В щелях паркета блестели осколки, что-то успело разбиться. Понятное дело.
— А рабочие где?
— Уже ушли, — радостно сообщил папа, — теперь только завтра.
Никак я не могу застать рабочих-невидимок.
— Сколько он с тебя взял?
— Кто? Сережа? Нисколько.
— Папа, так не бывает.
— Почему? Почему ты думаешь о людях только плохое? Он старается помочь людям, а ты видишь в этом какой-то злой умысел.
— Папа, ремонт — удовольствие не дешевое. Ты не задумался — а с чего это вдруг?
— Он делал себе ремонт, у него материалы остались, не выбрасывать же.
— А рабочие тоже бесплатные?
— Это подарок, — сказал папа обиженно, — он сказал, ему хочется, чтобы я достойно встретил старость.
— Похвальное желание. Послушай, он у тебя что-то просил? Доверенность там подписать, дарственную, я не знаю…
— Нет, — папа покачал головой, — зачем?
— И паспорт у тебя не просил?
— Я вообще не могу паспорт найти, — пожаловался папа, — тут приходила эта женщина, как ее, пенсию принесла.
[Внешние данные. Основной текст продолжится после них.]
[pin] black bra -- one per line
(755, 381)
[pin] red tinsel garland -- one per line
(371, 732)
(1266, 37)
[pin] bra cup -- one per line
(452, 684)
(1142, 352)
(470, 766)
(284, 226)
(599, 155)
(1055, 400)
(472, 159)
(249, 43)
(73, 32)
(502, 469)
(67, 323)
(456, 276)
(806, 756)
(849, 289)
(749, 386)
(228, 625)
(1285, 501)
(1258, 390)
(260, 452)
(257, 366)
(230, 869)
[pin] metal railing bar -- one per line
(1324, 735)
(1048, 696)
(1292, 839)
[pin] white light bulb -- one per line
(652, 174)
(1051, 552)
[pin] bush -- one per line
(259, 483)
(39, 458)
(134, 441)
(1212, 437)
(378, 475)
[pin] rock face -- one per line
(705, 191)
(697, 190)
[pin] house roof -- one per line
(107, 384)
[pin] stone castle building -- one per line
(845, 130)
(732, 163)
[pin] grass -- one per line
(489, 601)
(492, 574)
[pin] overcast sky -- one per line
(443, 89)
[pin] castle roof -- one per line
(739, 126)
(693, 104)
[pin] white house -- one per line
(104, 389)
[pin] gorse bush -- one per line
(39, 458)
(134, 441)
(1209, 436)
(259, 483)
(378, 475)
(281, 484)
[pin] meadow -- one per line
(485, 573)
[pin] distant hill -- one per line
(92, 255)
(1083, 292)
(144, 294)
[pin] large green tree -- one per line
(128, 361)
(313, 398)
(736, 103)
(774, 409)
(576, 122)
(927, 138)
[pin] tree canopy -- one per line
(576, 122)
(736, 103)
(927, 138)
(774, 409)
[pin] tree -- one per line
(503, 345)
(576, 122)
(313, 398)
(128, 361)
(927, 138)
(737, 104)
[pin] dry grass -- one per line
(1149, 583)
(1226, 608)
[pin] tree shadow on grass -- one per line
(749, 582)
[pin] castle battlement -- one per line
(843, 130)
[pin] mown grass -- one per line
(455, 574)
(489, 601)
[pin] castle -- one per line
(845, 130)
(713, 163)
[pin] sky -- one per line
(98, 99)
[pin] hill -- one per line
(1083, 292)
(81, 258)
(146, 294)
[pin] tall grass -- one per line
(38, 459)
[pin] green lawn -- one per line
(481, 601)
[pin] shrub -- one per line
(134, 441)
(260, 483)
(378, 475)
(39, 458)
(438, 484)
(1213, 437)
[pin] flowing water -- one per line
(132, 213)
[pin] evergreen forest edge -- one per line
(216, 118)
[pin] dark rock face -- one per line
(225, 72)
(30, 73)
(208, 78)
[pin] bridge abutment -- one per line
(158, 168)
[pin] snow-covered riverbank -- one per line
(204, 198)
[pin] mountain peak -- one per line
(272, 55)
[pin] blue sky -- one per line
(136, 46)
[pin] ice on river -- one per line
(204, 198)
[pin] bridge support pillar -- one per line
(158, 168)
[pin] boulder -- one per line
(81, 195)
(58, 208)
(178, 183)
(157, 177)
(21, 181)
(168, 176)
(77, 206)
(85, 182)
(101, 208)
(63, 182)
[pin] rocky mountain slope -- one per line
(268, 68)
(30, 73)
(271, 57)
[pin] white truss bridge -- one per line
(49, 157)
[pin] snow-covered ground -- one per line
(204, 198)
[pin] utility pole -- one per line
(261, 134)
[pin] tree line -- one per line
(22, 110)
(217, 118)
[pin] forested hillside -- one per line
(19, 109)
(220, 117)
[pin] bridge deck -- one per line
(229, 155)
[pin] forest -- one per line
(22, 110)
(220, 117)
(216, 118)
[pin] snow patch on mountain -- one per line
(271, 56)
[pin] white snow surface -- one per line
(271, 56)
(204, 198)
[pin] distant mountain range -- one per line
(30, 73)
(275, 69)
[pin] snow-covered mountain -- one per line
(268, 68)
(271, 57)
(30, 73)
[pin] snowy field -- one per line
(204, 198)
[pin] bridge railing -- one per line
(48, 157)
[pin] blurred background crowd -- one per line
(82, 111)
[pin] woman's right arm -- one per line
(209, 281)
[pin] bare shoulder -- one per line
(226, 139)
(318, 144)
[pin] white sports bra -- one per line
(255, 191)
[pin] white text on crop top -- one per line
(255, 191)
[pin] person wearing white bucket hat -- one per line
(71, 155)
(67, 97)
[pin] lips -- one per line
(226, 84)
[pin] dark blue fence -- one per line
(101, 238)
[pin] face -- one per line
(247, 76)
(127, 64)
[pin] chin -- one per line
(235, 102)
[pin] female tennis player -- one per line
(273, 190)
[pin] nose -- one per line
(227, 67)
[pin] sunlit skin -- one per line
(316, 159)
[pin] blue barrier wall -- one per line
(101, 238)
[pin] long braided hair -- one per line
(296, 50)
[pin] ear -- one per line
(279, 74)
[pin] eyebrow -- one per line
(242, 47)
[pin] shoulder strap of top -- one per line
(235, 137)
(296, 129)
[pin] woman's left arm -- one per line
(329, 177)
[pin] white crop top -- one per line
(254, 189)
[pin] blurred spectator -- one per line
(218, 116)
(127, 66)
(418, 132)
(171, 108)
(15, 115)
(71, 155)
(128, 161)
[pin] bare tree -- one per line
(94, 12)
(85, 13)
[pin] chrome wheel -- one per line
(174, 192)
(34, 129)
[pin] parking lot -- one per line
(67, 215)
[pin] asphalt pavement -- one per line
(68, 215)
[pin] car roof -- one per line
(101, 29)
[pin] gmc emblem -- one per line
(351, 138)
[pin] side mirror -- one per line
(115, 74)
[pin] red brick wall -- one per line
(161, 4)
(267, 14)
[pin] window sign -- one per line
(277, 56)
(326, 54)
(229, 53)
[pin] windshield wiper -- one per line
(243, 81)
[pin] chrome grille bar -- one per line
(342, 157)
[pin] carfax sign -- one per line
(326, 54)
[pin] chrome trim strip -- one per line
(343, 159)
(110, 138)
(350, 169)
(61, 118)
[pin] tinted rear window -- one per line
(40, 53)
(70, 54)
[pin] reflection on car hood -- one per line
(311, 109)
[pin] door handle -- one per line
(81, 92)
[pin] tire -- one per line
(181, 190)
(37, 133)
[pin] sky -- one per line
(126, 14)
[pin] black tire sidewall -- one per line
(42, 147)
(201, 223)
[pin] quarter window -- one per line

Так я из-за этого ремонта никак не мог вспомнить, куда его засунул. Хорошо, она меня знает, не первый год уже, слава богу, носит.
— Папа, ты бы поосторожней с ним. Посторонний человек, ты же на самом деле ничего о нем не знаешь.
— Как это не знаю? — удивился папа. — Он — по линии тети Аллы. Мы же все выяснили.
— Ну позвони тете Алле хотя бы.
— Она умерла. — Папа укоризненно поджал губы. — В восемьдесят четвертом. Ты вообще когда-нибудь интересовался своей родней? Ходишь как бирюк. Всегда таким был. Даже когда маленьким был. Тебя нашла эта девочка, Светочка? Ты хотя бы ее не обижай.
— Она не Светочка. Ее зовут Рогнеда. То есть на самом деле она Люся. Наверное.
— Не морочь мне голову, — сказал папа, — вечно ты все выдумываешь. И всегда выдумывал. Разговаривал с какими-то вымышленными людьми. Врал. Это потому что у тебя нет совести. И никогда не было. Скажи еще спасибо, что она тебя не посадила. Пожалела. Несчастная дочь, несчастная мать! Как у тебя рука поднялась соблазнить малолетку?
— Это не рука, папа, — машинально ответил я.
Папа молчал, выпучив глаза, и мне стало стыдно.
— Тебе что-нибудь нужно? Я сбегаю, куплю.
— Ничего мне не нужно, — сказал папа, — ничего от тебя не нужно.
Я сам все себе купил. Я выходил. Я гулял!
Он гордо поднял голову.
— Тут шумно, — сказал он, — работать невозможно. Я и вышел. Посидел в скверике. Зашел в аптеку. Вообще, погулял. Сережа прав, нельзя так себя запускать. Зарядку надо делать, питаться нормально. Не замыкаться в четырех стенах. Найти себе какое-нибудь занятие. Хобби.
— Сережа прав. Ясно. Кстати, насчет хобби. Давай неси свои мемуары. Много написал?
— Нет, — рассеянно отмахнулся папа, — не до того было… пока мы тут все с Сережей перетащили, пока вещи разобрали… Такой хороший мальчик, услужливый. Вот ведь как судьба складывается! Тебя любящие родители растили — и вот что получилось!
— Папа, — сказал я, — это я уже слышал.
Ктулху в подворотне расцвел новыми красками — похоже, ему подновили щупальца. Под надписью “ОН ГРЯДЕТ!” уже было написано: “осталось 3 дня”. Сначала вроде было “4”, но потом четверку переправили на тройку.
Иными словами, Ктулху поднимается из вод.
Очень кстати.
Сметанкин не успеет как следует разгуляться.
Ктулху поднимется, чтобы отомстить за папу. И за меня.
Потому что я ничтожество. Папа прав. Мерзкая, бесхарактерная бледная немочь.
Я ничего ему не сказал.
Он был так рад, так гордился своей новообретенной родней. Так расцвел от неожиданной заботы. И тут прихожу я — и что?
Что я мог ему сказать? Он авантюрист, он втерся к тебе в доверие, он хочет тебя обмануть, отобрать у нас квартиру, а нас выбросить на помойку или просто устранить, была такая история, я читал, колодец, забитый трупами бывших квартирных владельцев, какая-то фирма… Папа, ты — несчастный, жалкий и заносчивый старик, я — асоциальный маргинал, ни семьи, ни работы, кто о нас заплачет? Кто спохватится?